Konunun özü bu ve de çok da önemli
Besinler hızlıca sindirildiğinde kana da çok hızlı glikoz geliyor. Pankreas bu durumda ani uyarılarak gereğinden fazla insülin salgılıyor. Bunun sonucu olarak da glikoz çok hızlı hücre içine alınıyor. Tabi ki kandaki şekerde önce 70 mg/dl ardından da kritik sınır olan 55 mg/dl nin altına düşüyor.
Kan şekeri 55 mg/dl nin altına düştüğünde;
Terleme
Bulanık görme
Tükenmişlik hissi
Konsantre olamama
Baş ağrısı, baş dönmesi
Ağır uyku hali, el-kol titremesi
El ve ayaklarda cansızlık denilen güçsüzlük gibi bulguların hepsi veya bir kısmı görüldüğü gibi aynı zamanda açlık da hissedilir.
Acıkınca bir daha yediğimizde yine hızlı sindirilir ve bbu döngü devam eder.

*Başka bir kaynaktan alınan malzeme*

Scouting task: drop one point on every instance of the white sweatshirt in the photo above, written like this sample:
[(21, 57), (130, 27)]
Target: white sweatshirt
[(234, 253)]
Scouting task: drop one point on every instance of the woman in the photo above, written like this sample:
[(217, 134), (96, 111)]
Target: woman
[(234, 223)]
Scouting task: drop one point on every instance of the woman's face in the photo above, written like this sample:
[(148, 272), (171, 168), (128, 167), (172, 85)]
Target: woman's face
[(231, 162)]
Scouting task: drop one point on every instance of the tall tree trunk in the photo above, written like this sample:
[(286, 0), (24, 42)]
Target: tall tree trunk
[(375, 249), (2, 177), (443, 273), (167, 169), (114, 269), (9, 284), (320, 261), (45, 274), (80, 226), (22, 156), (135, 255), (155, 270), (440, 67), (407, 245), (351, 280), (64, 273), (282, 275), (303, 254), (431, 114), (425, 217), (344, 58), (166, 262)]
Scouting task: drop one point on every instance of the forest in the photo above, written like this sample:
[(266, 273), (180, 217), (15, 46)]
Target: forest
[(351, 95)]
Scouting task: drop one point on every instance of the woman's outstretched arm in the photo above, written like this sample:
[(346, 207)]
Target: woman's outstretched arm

Tabi ki kana gelen glikozun enerjiye çevrilemeyen kısmı yağa dönüşür ve kilo alırız.
Burada merak edilecek önemli bir husus da hangi gıdaların hızlı sindirileceğidir❓❓❓
Tabi ki tahmin ettiğiniz gibi Karbonhidratlar
Yukarıda ”popüler olan bazı yanlış yeme davranışları” yazmıştım. Şimmdii oraya geliyoruz.
Kan şekeri sık düşenlere veya başka bir deyişle bu şikayetleri olanlara ne tavsiye ediliyor❓Popüler diyetlerde de sık duyduğunuz ”AZ AZ YE SIK SIK YE” cümlelerini hatırlayın.
Mantıkları ne; ”sık yersen her şekerin düştüğünde yemiş olursun ve semptomlar görülmez” İnsanlara nasıl zararlı olurum diye kafa yorsanız en iyi sonuç olarak bu cümleye ulaşırsınız.
Kulağınıza hoş gelse de sağlığınız için hiç de hoş değil.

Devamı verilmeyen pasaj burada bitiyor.